Russia will need to raise interest rates further this year to their highest since 2017 and keep them at that level for several months as inflation shows little signs of slowing amid strong economic recovery, a Reuters poll showed on Friday.
Russia’s burgeoning inflation is driven by higher prices globally and a weak rouble at home, which dents living standards and prompts the central bank to raise the cost of lending.
The average of 19 analysts polled in late October suggested the central bank will raise its key rate for the seventh time this year at the Dec. 17 board meeting to 8%.
The year-end forecasts ranged between 7.5% and 8.5% and were above 6.5% that the same poll predicted in late September before the central bank raised the key rate to 7.5% last week and did not rule out further hikes.
Sovcombank analysts said Russia will raise the rate to 8.5% in December as inflation will stay near 8% next month, which “will require a decisive action.”
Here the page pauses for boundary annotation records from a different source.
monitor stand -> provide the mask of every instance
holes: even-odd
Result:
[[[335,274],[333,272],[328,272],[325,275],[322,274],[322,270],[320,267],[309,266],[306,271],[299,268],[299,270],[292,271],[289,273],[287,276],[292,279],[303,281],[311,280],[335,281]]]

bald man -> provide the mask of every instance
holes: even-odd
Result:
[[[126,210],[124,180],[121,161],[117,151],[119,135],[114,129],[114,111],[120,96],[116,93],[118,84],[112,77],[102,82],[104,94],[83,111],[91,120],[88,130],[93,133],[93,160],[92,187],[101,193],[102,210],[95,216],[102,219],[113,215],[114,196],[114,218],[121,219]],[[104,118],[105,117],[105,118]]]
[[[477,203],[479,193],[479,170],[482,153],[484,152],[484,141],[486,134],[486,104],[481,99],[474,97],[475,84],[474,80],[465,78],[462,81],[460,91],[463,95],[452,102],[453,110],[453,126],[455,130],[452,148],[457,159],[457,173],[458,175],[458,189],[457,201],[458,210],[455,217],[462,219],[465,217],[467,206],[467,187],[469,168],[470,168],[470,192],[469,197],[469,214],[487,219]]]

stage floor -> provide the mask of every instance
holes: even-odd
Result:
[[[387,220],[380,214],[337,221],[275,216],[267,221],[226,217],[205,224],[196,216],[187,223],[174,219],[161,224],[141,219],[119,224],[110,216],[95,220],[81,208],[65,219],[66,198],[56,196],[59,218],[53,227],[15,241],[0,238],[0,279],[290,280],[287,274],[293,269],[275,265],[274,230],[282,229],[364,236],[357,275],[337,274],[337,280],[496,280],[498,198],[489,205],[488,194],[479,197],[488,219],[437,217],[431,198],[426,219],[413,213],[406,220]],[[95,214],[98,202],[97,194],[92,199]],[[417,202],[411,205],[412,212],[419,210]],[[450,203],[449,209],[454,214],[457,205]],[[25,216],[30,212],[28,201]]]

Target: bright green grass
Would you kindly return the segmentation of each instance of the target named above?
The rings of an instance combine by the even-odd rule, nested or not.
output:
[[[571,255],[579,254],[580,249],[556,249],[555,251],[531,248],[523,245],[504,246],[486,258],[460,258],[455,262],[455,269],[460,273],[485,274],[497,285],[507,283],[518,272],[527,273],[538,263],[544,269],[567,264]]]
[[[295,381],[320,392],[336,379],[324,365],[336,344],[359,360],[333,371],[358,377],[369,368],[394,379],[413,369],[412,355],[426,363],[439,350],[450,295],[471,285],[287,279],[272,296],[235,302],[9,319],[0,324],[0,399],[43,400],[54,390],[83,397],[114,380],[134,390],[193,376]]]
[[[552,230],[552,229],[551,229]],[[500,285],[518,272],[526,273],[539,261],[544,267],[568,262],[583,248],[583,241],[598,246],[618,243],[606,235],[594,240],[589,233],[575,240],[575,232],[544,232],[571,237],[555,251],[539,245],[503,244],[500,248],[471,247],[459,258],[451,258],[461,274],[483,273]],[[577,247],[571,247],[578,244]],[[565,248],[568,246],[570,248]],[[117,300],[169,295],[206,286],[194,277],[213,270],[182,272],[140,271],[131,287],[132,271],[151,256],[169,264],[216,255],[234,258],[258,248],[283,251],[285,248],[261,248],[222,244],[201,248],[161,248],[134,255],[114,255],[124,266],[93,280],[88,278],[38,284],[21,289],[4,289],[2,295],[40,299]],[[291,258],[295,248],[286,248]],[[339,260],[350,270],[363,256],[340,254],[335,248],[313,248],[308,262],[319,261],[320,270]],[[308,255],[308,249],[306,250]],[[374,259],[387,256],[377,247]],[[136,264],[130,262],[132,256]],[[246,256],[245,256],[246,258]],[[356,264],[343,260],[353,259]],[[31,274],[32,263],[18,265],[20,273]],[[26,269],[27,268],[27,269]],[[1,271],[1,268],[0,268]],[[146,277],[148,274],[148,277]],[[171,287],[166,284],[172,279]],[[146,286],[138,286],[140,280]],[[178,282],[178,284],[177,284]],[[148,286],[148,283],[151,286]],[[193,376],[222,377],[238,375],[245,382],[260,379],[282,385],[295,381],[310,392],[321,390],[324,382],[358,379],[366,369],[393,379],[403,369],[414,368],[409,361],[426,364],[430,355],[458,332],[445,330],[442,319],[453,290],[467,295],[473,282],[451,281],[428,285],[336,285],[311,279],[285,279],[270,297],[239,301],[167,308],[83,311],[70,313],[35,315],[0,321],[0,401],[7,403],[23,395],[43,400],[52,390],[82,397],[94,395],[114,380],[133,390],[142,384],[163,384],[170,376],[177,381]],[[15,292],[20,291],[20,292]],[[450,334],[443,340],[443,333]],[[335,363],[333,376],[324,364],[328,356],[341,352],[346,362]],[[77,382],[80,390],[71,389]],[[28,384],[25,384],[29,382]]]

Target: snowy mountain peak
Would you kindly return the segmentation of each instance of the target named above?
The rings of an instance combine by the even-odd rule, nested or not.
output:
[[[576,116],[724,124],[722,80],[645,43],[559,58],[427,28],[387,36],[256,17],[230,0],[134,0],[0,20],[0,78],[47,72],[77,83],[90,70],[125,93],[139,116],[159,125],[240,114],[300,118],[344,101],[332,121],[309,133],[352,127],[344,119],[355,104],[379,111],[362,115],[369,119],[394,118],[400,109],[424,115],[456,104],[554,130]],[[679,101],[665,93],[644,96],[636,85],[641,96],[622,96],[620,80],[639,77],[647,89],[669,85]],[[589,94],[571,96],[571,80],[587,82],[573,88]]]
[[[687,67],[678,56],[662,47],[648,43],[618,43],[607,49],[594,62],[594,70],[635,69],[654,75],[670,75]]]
Annual inflation, which the central bank targets at 4%, is expected to finish this year at 7.8%, according to an average of the forecasts, up from 6.5% in the previous poll.
Higher rates are designed to tame inflation, a sensitive issue in Russia, but could slow economic recovery.
This year, Russia’s economy is expected to grow by 4.4%, after suffering its sharpest contraction in 11 years of 3% in 2020.
Higher rates can also support the rouble by making investments into high-yielding rouble assets more attractive.
“The central banks’ efforts and the rouble strengthening thanks to prices for non-oil exports could lead to a sharp slowdown in inflation the first half of 2022 when high rates can start suppressing economic growth,” said Anton Tabakh, chief economist at Expert RA rating agency.
In the longer run, the average of forecasts in the poll suggested the rouble will trade at 72.75 to the dollar and 83.50 to the euro 12 months from now, compared with forecasts of 72.70 and 86.00 respectively in the previous poll.
Russia’s official exchange rates on Friday stood at 70.52 per dollar and 81.84 per euro.
Most of the forecasts in the Reuters poll were based on at least 10 individual projections.